E nei Paesi come il nostro ammoniva che se volevamo aiutare il Terzo
Mondo dovevamo cominciare a cambiare il nostro stile di vita. La conoscenza
reciproca avviata durante il Concilio venne consolidata durante la mia
attività in Pax Christi. Nel 1981 mi difese contro gli attacchi
seguiti alla Missione in Centro America. Commentandola col Card. Martini
diceva: la croce di Gesù ha due dimensioni, a quella verticale bisogna
aggiungere anche quella orizzontale. Nel 1982 Pax Christi lo delegò
all’Assemblea straordinaria dell’Onu dove chiese fortemente l’abolizione
del veto delle grandi potenze, che limita gravemente la democrazia e l’autorevolezza
di quell’istituzione.
Lo incontrai più di una volta in Brasile, e gentilmente accettò
di inserire, tra le tappe nelle grandi città del mondo inserisse
anche Ivrea, dove tenne una memorabile conferenza al Teatro Giacosa, nel
suo italiano approssimativo reso più che mai efficace dal suo entusiasmo
interiore e da un gestire estremamente espressivo (“Dio mi ha dato delle
mani napoletane’’, diceva). E ripassò ancora una volta per riposare,
durante un viaggio in Italia, accompagnato dal Presidente di Mani Tese.

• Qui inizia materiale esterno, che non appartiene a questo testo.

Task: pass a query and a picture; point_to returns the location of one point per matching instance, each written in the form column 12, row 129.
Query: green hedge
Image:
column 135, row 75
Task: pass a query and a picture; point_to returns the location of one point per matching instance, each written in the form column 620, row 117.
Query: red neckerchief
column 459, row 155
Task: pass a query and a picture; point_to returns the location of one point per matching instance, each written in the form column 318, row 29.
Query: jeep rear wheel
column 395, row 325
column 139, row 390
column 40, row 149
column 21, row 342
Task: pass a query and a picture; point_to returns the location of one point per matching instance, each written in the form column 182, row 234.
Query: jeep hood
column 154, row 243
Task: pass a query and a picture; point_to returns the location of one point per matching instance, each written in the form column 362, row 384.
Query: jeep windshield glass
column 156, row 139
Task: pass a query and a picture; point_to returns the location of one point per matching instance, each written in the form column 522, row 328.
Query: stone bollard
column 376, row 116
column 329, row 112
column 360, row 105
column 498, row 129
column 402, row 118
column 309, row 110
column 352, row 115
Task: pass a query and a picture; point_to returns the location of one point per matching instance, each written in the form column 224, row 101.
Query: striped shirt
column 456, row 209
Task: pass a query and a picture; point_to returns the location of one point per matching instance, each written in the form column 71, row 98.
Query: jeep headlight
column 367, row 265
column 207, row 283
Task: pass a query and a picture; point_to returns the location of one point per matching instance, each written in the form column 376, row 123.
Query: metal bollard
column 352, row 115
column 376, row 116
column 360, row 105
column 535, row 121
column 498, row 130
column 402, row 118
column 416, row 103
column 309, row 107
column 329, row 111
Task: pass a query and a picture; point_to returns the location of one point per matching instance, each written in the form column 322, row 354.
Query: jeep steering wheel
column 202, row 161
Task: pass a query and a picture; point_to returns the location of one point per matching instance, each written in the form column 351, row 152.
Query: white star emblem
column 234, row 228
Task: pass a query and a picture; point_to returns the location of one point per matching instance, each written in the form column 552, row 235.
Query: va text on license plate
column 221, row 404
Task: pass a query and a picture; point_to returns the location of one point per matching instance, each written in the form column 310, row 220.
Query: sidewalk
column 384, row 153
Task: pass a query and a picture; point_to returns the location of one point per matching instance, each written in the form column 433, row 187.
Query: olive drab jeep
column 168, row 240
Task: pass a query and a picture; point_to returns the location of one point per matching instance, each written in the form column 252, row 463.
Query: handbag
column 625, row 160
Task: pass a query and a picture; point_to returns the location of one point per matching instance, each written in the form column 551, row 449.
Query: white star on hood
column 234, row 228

Questo suo impegno per la giustizia e la difesa dei poveri lo rese
inviso ai settori dominanti che, per boicottarlo, lo definivano il “Vescovo
rosso’’, lui che contestava ogni ideologia ed affermava che per difendere
i poveri non aveva bisogno di Marx, gli bastava il Vangelo. Aggiungevano
- i potenti - un’altra forma di boicottaggio, ed era quella di cancellare
il suo nome dai giornali e di nasconderlo in televisione. Non poterono
farlo quando Papa Giovanni Paolo II fece la visita pastorale in Brasile
e volle incontrarlo e abbracciarlo, chiamandolo “fratello mio e fratello
dei poveri’’.
Credo che le resistenze del Governo del suo Paese abbiano impedito
la nomina a Cardinale di un Prelato conosciuto ed amato in tutto il mondo.
Ed era amato proprio perché trasmetteva fede e speranza, perché
si manifestava veramente come “uomo di Dio’’. Confidò una volta
che diventando prete aveva fatto voto di dedicare tutte le notti un’ora
alla preghiera. Metteva la sveglia alle due e pregava fino alle tre! “Non
lo consiglierei a nessuno - concludeva - ma ringrazio il Signore che mi
ha dato di esservi fedele. Anche perché mi ha sempre fatto la grazia
di riaddormentarmi subito!’’.
Grazie, Dom Helder, per quello che hai dato ai tuoi fratelli poveri,
al mondo, e anche a noi. Il tuo ricordo (e... la tua intercessione) ci
ottenga di essere sempre più fedeli al Vangelo e fratelli dei poveri.